The recorded perspective with Barbirolli/Halle is more up front with a clearer outline, imparting a greater sense of orchestral presence. He also likely has the better orchestra. Vanska also uses singers in Sibelius' original version. While Barbirolli certainly does a fine job, I still prefer the nuances/details brought out by Vanska in his interpretation.


----------



## Judith

Love Karelia Suite. I heard the first movement when a teenager and it was a theme tune to a documentary called "This week" then we studied it in music lessons at school. One of my favourite works composed by Sibelius.


----------



## Heck148

Haydn67 said:


> I still prefer the nuances/details brought out by Vanska in his interpretation.


I suppose at some point I'll have to give Vanska another chance - he laid such an egg with me with his deadly dull Karelia, [music which I love] that I've been put off trying more from him....


----------



## Heck148

Judith said:


> Love Karelia Suite. .... One of my favourite works composed by Sibelius.


same here...I love Sibelius, esp the early stuff...Karelia is wonderful...


----------



## Brahmsian Colors

Heck148 said:


> I suppose at some point I'll have to give Vanska another chance - he laid such an egg with me with his deadly dull Karelia, [music which I love] that I've been put off trying more from him....

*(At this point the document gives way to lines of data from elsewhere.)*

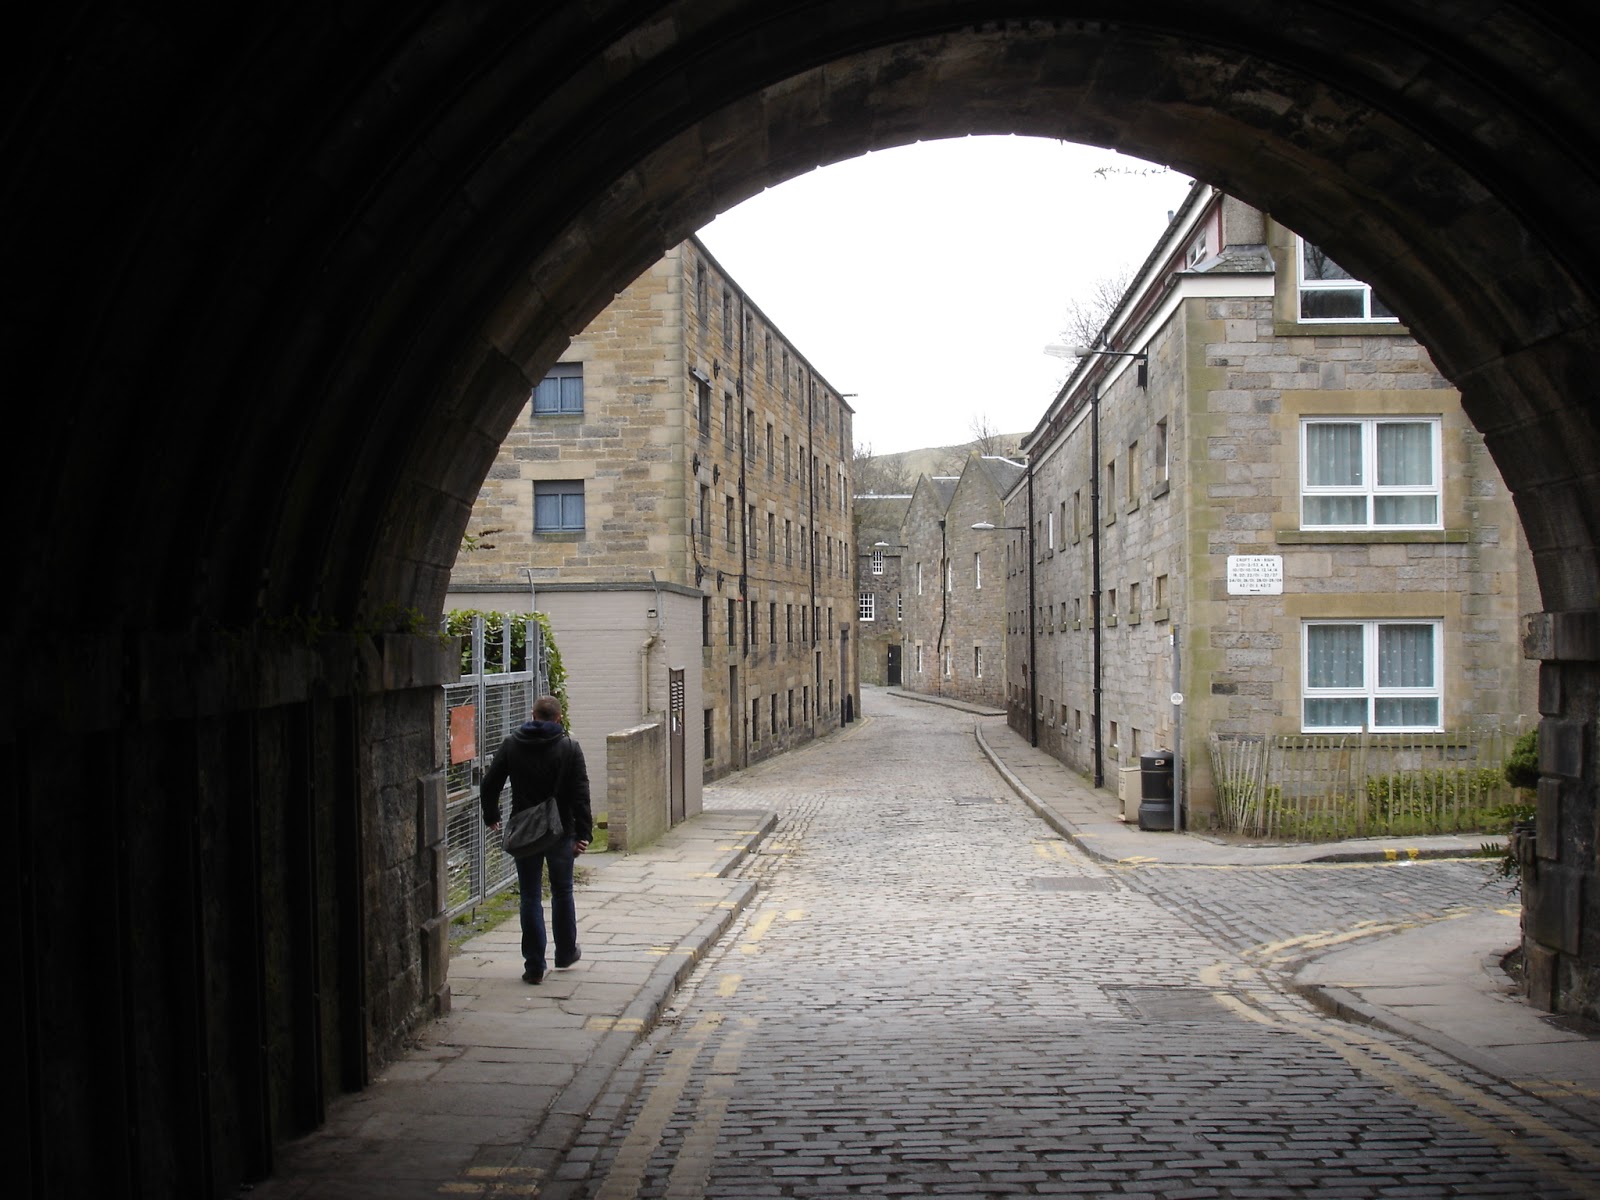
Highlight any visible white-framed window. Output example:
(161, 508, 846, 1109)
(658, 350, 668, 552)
(973, 645, 982, 678)
(859, 592, 875, 622)
(945, 560, 952, 593)
(871, 548, 885, 575)
(974, 552, 982, 590)
(1297, 236, 1398, 323)
(533, 480, 585, 531)
(1302, 620, 1442, 732)
(1301, 417, 1441, 529)
(916, 562, 923, 595)
(532, 363, 583, 415)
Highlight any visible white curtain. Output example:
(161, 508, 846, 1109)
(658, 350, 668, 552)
(1374, 421, 1436, 524)
(1305, 624, 1367, 727)
(1304, 423, 1365, 525)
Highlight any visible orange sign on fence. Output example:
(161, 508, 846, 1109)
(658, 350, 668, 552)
(449, 705, 476, 764)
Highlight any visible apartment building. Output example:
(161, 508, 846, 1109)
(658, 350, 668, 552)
(1003, 185, 1537, 819)
(449, 237, 857, 822)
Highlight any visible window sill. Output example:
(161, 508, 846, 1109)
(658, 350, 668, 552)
(534, 530, 585, 541)
(1273, 317, 1408, 338)
(532, 411, 584, 422)
(1152, 607, 1171, 624)
(1106, 616, 1119, 627)
(1152, 479, 1170, 500)
(1277, 528, 1467, 545)
(1129, 611, 1142, 625)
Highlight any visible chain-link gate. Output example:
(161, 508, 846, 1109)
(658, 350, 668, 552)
(444, 614, 550, 917)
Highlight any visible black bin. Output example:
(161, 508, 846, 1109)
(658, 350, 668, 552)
(1138, 749, 1175, 831)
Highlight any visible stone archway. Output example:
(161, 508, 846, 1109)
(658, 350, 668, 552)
(6, 5, 1598, 1195)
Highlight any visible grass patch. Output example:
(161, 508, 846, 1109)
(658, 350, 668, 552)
(447, 829, 608, 955)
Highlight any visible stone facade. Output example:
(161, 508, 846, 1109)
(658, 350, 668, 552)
(1009, 186, 1538, 817)
(449, 239, 857, 792)
(854, 494, 912, 687)
(898, 454, 1023, 708)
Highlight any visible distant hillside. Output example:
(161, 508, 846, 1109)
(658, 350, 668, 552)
(856, 435, 1027, 494)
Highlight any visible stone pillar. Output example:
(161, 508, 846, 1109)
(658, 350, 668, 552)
(1521, 611, 1600, 1020)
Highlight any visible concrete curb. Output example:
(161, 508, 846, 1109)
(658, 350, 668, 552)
(886, 687, 1006, 717)
(973, 719, 1120, 865)
(973, 719, 1501, 867)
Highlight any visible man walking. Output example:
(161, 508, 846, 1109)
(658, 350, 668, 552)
(482, 694, 593, 984)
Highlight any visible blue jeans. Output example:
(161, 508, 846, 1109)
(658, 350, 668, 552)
(514, 836, 577, 975)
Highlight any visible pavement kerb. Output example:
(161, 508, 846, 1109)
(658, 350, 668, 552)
(488, 810, 773, 1185)
(973, 718, 1119, 866)
(1286, 971, 1540, 1105)
(703, 809, 777, 876)
(971, 718, 1500, 867)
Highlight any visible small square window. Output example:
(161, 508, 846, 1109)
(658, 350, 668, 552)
(533, 481, 584, 531)
(532, 363, 583, 415)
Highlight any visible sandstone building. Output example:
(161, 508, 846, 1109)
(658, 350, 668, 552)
(854, 493, 912, 687)
(1001, 184, 1537, 819)
(450, 237, 858, 821)
(897, 452, 1024, 709)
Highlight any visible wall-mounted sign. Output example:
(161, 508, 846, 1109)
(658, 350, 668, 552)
(450, 704, 477, 764)
(1226, 554, 1284, 596)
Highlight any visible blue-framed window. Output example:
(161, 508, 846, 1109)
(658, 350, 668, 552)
(534, 481, 585, 532)
(532, 363, 583, 415)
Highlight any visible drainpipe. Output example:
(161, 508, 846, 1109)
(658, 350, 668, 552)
(935, 517, 948, 688)
(1026, 458, 1038, 748)
(641, 570, 664, 720)
(1090, 386, 1104, 789)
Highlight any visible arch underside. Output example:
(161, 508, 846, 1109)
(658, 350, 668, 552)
(6, 3, 1599, 1194)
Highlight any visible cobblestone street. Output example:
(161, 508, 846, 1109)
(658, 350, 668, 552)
(551, 694, 1600, 1199)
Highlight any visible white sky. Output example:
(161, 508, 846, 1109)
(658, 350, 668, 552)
(696, 135, 1195, 456)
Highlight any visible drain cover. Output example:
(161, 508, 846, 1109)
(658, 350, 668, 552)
(1105, 986, 1230, 1022)
(1032, 876, 1114, 892)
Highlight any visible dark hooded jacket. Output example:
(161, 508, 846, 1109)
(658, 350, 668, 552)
(480, 719, 593, 843)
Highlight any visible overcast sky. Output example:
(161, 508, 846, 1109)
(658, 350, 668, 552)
(696, 135, 1195, 456)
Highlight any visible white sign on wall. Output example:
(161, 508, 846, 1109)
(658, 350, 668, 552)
(1226, 554, 1284, 596)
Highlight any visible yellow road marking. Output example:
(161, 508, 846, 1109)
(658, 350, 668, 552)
(585, 1016, 646, 1032)
(595, 1015, 723, 1200)
(1213, 979, 1600, 1195)
(663, 1020, 755, 1199)
(442, 1167, 542, 1195)
(716, 973, 742, 998)
(1118, 856, 1489, 872)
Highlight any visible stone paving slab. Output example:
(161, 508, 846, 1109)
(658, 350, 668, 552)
(249, 808, 773, 1198)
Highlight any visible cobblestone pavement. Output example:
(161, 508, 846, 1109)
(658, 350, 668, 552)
(549, 697, 1600, 1199)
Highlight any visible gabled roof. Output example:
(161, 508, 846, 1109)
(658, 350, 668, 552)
(973, 454, 1026, 496)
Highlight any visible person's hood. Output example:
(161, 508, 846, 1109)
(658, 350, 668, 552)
(512, 719, 566, 744)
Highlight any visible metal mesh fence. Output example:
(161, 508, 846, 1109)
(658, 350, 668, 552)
(443, 615, 548, 917)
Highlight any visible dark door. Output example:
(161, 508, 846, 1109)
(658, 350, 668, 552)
(669, 669, 685, 824)
(887, 644, 902, 686)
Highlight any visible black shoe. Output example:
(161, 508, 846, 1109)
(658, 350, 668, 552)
(522, 968, 544, 984)
(554, 948, 582, 969)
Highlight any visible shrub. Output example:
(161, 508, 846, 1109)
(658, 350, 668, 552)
(1504, 728, 1539, 791)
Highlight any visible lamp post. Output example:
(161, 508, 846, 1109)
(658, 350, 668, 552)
(974, 460, 1037, 749)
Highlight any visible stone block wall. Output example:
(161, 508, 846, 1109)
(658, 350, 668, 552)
(607, 721, 668, 852)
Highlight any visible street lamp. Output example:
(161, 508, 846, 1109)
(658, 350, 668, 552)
(974, 491, 1037, 748)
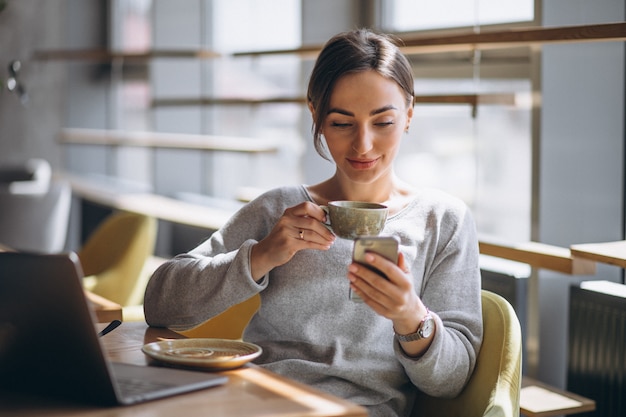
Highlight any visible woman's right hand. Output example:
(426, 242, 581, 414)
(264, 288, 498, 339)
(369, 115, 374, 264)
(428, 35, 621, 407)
(250, 201, 336, 280)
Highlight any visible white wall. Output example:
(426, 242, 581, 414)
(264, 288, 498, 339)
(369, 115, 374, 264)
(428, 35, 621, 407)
(0, 0, 68, 169)
(538, 0, 625, 387)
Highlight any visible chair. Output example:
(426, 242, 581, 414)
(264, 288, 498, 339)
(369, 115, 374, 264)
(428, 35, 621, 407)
(411, 290, 522, 417)
(0, 180, 71, 253)
(0, 157, 51, 195)
(79, 211, 157, 310)
(176, 293, 261, 340)
(0, 158, 70, 253)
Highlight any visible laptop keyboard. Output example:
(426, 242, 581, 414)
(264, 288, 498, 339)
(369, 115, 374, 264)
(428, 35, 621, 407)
(117, 377, 174, 397)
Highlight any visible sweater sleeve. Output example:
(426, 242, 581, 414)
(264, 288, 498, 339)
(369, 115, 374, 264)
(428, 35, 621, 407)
(396, 203, 483, 398)
(143, 191, 284, 330)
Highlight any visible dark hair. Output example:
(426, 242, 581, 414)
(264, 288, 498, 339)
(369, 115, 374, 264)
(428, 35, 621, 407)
(307, 28, 415, 160)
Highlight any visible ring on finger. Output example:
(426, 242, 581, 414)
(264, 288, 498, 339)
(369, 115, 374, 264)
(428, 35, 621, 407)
(299, 229, 304, 240)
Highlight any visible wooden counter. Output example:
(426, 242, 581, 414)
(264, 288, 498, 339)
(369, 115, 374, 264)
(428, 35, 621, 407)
(521, 376, 596, 417)
(570, 240, 626, 269)
(479, 235, 596, 275)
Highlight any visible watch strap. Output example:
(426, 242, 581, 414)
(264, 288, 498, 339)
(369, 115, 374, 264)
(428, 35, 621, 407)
(394, 309, 433, 342)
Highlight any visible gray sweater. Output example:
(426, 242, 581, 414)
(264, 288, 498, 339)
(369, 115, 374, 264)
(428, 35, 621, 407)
(144, 185, 483, 417)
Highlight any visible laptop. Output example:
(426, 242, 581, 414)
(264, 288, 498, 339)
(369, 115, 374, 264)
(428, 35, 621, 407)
(0, 251, 227, 406)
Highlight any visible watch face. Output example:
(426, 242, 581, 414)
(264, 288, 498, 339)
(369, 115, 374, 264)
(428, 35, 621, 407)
(419, 317, 435, 338)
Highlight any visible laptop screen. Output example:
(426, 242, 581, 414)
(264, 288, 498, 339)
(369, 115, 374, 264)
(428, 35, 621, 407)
(0, 251, 227, 406)
(0, 252, 119, 403)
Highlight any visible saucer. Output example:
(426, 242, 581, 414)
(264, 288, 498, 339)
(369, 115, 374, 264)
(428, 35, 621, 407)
(142, 338, 262, 371)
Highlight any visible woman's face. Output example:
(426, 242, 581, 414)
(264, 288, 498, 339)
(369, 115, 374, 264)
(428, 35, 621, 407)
(320, 70, 413, 187)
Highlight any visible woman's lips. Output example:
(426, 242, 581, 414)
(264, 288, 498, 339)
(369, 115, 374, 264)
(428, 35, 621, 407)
(347, 157, 379, 170)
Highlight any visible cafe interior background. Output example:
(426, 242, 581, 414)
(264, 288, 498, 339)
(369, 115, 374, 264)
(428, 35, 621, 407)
(0, 0, 624, 413)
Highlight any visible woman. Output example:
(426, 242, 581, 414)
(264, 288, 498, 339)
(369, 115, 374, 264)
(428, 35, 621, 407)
(144, 28, 482, 417)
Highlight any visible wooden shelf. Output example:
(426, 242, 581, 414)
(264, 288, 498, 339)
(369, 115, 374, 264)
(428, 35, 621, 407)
(400, 21, 626, 54)
(152, 96, 307, 107)
(570, 240, 626, 269)
(234, 22, 626, 57)
(233, 22, 626, 56)
(151, 93, 517, 108)
(61, 173, 234, 231)
(59, 128, 280, 154)
(33, 48, 220, 61)
(479, 235, 596, 275)
(34, 23, 626, 63)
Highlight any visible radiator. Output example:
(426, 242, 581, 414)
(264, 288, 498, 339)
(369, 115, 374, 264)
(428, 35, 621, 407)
(568, 281, 626, 417)
(480, 255, 529, 373)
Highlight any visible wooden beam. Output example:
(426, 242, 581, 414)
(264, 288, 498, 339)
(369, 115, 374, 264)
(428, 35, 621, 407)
(33, 23, 626, 63)
(400, 21, 626, 54)
(479, 236, 596, 275)
(570, 240, 626, 269)
(59, 128, 279, 154)
(60, 173, 234, 231)
(233, 22, 626, 57)
(32, 48, 220, 61)
(151, 93, 516, 108)
(152, 96, 307, 107)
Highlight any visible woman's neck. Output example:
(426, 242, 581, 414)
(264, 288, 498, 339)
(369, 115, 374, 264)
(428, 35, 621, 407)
(308, 173, 416, 213)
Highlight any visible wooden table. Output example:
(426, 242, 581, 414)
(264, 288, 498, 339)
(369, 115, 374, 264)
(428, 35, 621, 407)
(521, 377, 596, 417)
(86, 290, 123, 323)
(0, 321, 368, 417)
(570, 240, 626, 269)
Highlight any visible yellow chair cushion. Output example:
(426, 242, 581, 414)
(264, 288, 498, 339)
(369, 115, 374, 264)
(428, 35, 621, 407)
(79, 211, 157, 307)
(412, 290, 522, 417)
(176, 294, 261, 340)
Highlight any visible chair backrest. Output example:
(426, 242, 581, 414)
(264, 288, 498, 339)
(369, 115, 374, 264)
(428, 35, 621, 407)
(0, 180, 71, 253)
(0, 157, 51, 195)
(176, 293, 261, 340)
(78, 211, 157, 307)
(411, 290, 522, 417)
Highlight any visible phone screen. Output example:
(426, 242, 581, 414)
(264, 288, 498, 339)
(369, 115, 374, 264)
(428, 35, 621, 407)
(350, 236, 399, 301)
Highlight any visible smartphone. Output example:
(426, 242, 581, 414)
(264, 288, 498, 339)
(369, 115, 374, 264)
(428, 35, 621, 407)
(350, 236, 400, 302)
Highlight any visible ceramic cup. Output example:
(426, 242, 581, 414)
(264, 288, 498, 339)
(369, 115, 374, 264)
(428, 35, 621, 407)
(321, 201, 388, 240)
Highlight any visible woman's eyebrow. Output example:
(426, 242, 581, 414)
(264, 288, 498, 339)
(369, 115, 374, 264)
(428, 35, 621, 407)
(371, 105, 397, 115)
(327, 107, 353, 116)
(327, 104, 398, 117)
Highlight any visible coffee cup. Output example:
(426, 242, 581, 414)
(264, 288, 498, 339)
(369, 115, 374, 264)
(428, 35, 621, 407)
(321, 201, 388, 240)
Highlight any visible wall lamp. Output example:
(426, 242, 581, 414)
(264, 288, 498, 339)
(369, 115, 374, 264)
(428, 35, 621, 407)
(5, 60, 28, 106)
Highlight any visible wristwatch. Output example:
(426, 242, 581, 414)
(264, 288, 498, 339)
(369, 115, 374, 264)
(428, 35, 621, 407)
(394, 310, 435, 342)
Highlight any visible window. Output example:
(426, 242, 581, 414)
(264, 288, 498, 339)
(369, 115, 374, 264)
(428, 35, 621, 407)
(92, 1, 534, 241)
(206, 0, 304, 197)
(382, 0, 534, 32)
(212, 0, 300, 53)
(382, 0, 535, 241)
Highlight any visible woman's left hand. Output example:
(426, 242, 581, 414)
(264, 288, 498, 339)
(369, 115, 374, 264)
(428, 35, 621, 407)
(348, 252, 423, 321)
(348, 252, 433, 356)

:lol:I can certainly identify with the gist of what you're saying here. Virtually all of us have found ourselves in situations where it's difficult for us to imagine how someone can feel so positive about a particular performance we feel the opposite or differently about. And there will be many more similar situations that follow. Newbies, as we once were, often put their faith in the choices of record reviewers as to what they should buy. As we get older and more experienced in listening, we become more discriminating about what we like and don't like. Nonetheless, we remain open to new possibilities and changes in our tastes. We're still capable of making 180 degree shifts sometimes, possibly finding attractive those things we previously did not, and vice versa. Oh well...really no reason to sweat it.


----------



## Heck148

It just seemed to me that Vanska was getting lots of "hype" - that he was some new superstar...when I saw that he had recorded the complete Karelia music, I was so psyched, because I love the suite, and I like the overture.....unfortunately, the recording was deadly dull, very undistinguished playing and conducting, nowhere near my recordings of Barbirolli, Gibson, Fennell...I just can't imagine Vanska comparing favorably with Bernstein, Toscanini, Stokowski, etc...


----------



## Border Collie

:tiphat: Love the original as well!!!!


----------